Seventeen surveys were conducted across 15 countries (9 HICs, 6 LMICs) by the World Health Organization (WHO) World Mental Health Surveys. Of 35,012 respondents, 914 met DSM-IV criteria for 12-month PTSD. Components of treatment coverage analyzed were: (a) any mental health service utilization; (b) adequate pharmacotherapy; (c) adequate psychotherapy; and (d) effective treatment coverage. Regression models investigated predictors of treatment coverage.

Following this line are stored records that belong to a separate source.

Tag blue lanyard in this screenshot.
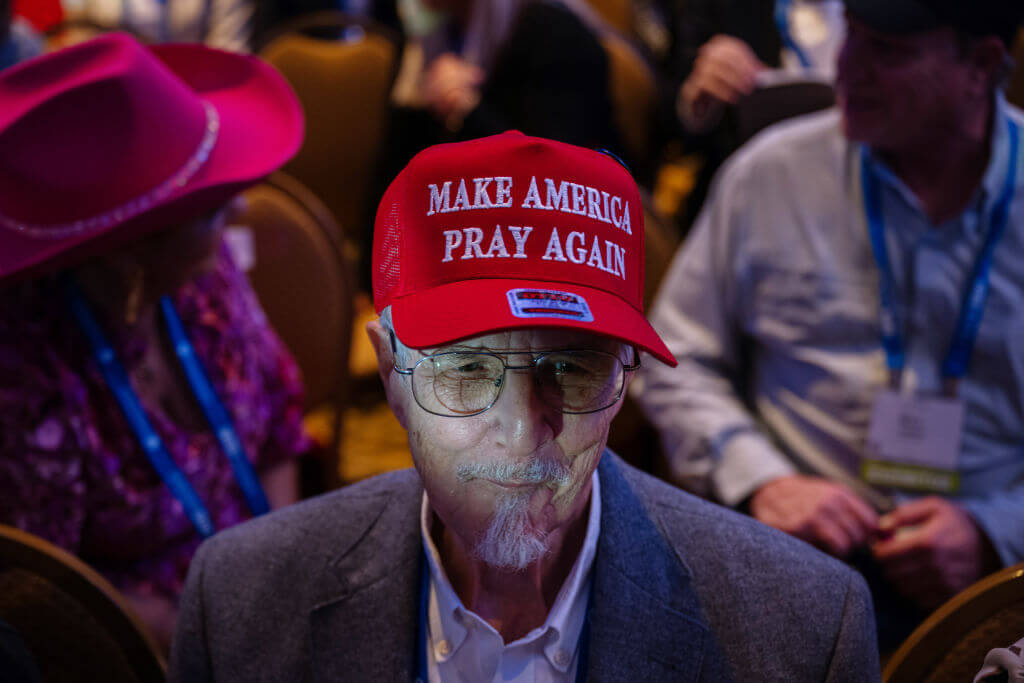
[414,553,594,683]
[775,0,811,69]
[61,275,270,538]
[860,118,1020,380]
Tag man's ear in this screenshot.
[367,321,409,429]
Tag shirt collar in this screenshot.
[420,471,601,673]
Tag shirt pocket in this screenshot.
[745,263,881,352]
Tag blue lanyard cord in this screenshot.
[860,118,1020,380]
[160,296,270,516]
[414,553,595,683]
[61,276,216,539]
[775,0,811,69]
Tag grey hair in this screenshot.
[380,306,413,368]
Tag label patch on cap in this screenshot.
[507,290,594,323]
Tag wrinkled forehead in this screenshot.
[420,328,629,354]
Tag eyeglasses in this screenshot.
[394,342,640,418]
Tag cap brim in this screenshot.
[0,44,304,284]
[391,280,676,367]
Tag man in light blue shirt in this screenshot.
[633,0,1024,640]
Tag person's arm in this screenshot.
[634,169,796,507]
[203,0,256,52]
[871,493,1007,609]
[633,161,878,557]
[460,2,622,154]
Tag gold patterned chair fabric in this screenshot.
[260,12,401,258]
[0,525,165,683]
[882,564,1024,683]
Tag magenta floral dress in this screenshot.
[0,248,309,600]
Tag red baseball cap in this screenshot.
[373,132,676,366]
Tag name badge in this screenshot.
[860,391,964,494]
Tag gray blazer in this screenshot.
[170,453,880,683]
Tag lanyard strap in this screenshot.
[775,0,811,69]
[860,117,1020,380]
[160,295,270,516]
[61,276,269,538]
[414,553,594,683]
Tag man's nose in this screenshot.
[488,370,562,453]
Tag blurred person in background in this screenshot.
[0,0,44,70]
[634,0,1024,647]
[0,34,307,647]
[662,0,846,229]
[63,0,255,52]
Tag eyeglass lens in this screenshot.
[413,351,625,416]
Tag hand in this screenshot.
[751,474,879,558]
[871,497,998,609]
[423,52,484,127]
[679,34,767,133]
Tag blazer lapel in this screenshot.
[587,453,717,681]
[310,479,422,681]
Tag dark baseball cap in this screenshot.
[846,0,1024,48]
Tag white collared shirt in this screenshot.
[420,472,601,683]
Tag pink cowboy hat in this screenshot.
[0,34,303,281]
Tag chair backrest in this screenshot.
[261,12,401,262]
[237,172,353,412]
[0,525,165,683]
[735,81,836,143]
[601,34,657,172]
[882,564,1024,683]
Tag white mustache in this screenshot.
[455,460,569,486]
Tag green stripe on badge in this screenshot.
[860,460,959,494]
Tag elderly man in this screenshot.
[634,0,1024,638]
[171,133,879,683]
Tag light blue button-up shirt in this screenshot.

12-month PTSD prevalence in trauma exposed individuals was 1.49 (S.E., 0.08). A total of 43.0% (S.E., 2.2) received any mental health services, with fewer receiving adequate pharmacotherapy (13.5%), adequate psychotherapy (17.2%), or effective treatment coverage (14.4%), and with all components of treatment coverage lower in LMICs than HICs. In a multivariable model having insurance (OR = 2.31, 95 CI 1.17, 4.57) and severity of symptoms (OR = .35, 95% CI 0.18, 0.70) were predictive of effective treatment coverage.

There is a clear need to improve pharmacotherapy and psychotherapy coverage for PTSD, particularly in those with mild symptoms, and especially in LMICs. Universal health care insurance can be expected to increase effective treatment coverage and therefore improve outcomes.